Standardized protocols15 were used to ascertain cause of death from the death certificate data as follows: from March 1, 1982, through December 31, 1999, vital status was determined by means of the National Death Index. For deaths that occurred through 1990, death certificates were obtained and centrally coded by a trained nosologist using the International Classification of Diseases, Ninth Revision, Clinical Modification (ICD-9-CM). From 1991 onward, the National Death Index Plus Service was used to obtain the primary cause of death, according to either ICD-9 or ICD-10. Strategies for determining renal cause of death from mortality data have been detailed elsewhere.16,17 The ICD-9 codes used for all-cardiovascular cause were 390 to 459; for CHD, 410 to 414 and 429.2; and for acute MI, 410. For deaths in 1999, the corresponding ICD-10 codes were I00 to I99 (all cardiovascular), I20 to I25 (CHD), and I21 to I22 (acute MI).
Differences in means and proportions were summarized with unpaired, 2-tailed t tests and Pearson χ2 tests. We used Cox proportional hazards regression models, stratified by the 22 clinical centers, for computing unadjusted and adjusted hazard ratios (HRs). Data from men in the usual-care and special-intervention groups were analyzed separately and together.

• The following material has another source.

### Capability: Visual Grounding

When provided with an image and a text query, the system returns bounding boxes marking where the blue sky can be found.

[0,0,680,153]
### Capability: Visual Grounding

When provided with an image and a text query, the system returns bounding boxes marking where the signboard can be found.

For multivariate analyses, the following variables were considered: age, systolic and diastolic blood pressure, low-density lipoprotein cholesterol levels, high-density lipoprotein cholesterol levels, plasma triglyceride levels, serum creatinine levels, fasting glucose levels, cigarettes per day, family history of MI assessed at baseline, daily aspirin and diuretic use, alcoholic drinks per day, and body mass index. For risk adjustment in our primary analyses, we used values of the continuous variables (such as blood pressure and body mass index) averaged over all study visits during the trial at which the data were collected
Of the 12 866 men originally randomized into the MRFIT, 9105 men aged 41 to 63 years were alive and free of cardiovascular and other major conditions and attended the sixth annual examination. The gout-related characteristics of the participants in the 2 treatment groups are shown in Table 1. Consistent with the special-intervention strategy that included diuretics, hyperuricemia was more common among the special-intervention group. Gout medications were also prescribed more often in the special-intervention group than in the usual-care group; however, the percentage of men with gout, as defined in this report, was similar for the 2 groups. Overall, there were 3998 men with hyperuricemia and 655 men with gout.

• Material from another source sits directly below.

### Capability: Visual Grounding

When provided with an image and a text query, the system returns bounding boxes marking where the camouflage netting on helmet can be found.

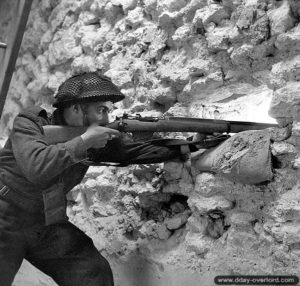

Table 2 shows the baseline characteristics of the cohort, according to presence of hyperuricemia and gout. Men with gout and hyperuricemia were more likely to develop diabetes mellitus; had higher blood pressure, body mass index, total cholesterol levels (but not low-density lipoprotein cholesterol levels), and glucose levels; and used more diuretics. These men smoked fewer cigarettes per day on average.
There were 2752 deaths from all causes during this study period, of which 1241 were attributed to CVD. Table 3 shows the relationship between hyperuricemia and death from MI, CHD, and CVD. For men in the special-intervention and usual-care groups combined, the adjusted HRs for these 3 end points were 1.06 (P = .59), 1.12 (P = .13), and 1.13 (P = .06), respectively. Findings were similar for the usual-care and special-intervention groups considered separately. Analyses by quintile of uric acid level were also performed, and these analyses indicated no evidence of a linear trend for any of the outcomes (data not shown).
We also considered the association between hyperuricemia and all-cause mortality, and the adjusted HR was 1.09 (95% confidence interval, 1.00-1.19) (P = .04). However, like the other outcomes, there was no evidence of a linear trend with uric acid level (P = .49).
Table 4 gives mortality rates and HRs for subjects with and without gout. In general, the associations with mortality and our definition of gout were stronger than for hyperuricemia alone.
We reanalyzed data by using a second case definition of gout: current or during-trial use of any of the common gout-related medicines such as allopurinol, probenecid, and colchicine regardless of the self-report or serum uric acid concentration. With this definition, there were 974 men with gout. Adjusted HRs for MI, CHD, CVD, and all-cause mortality were 1.31 (P = .10), 1.26 (P = .03), 1.18 (P = .08), and 1.23 (P < .001), respectively. Another set of sensitivity analyses examined associations with each component of our gout definition (Table 5). The strongest association was for participants with both hyperuricemia and self-reported gout. Approximately two-thirds of patients with a history of gout also had hyperuricemia. Of those with hyperuricemia, only 16% reported gout. Compared with the group with neither hyperuricemia nor gout, the adjusted HR for CVD mortality was 1.30 (P = .02). Corresponding HRs for MI, CHD, and all-cause mortality were 1.40 (P = .08), 1.43 (P = .006), and 1.22 (P = .009).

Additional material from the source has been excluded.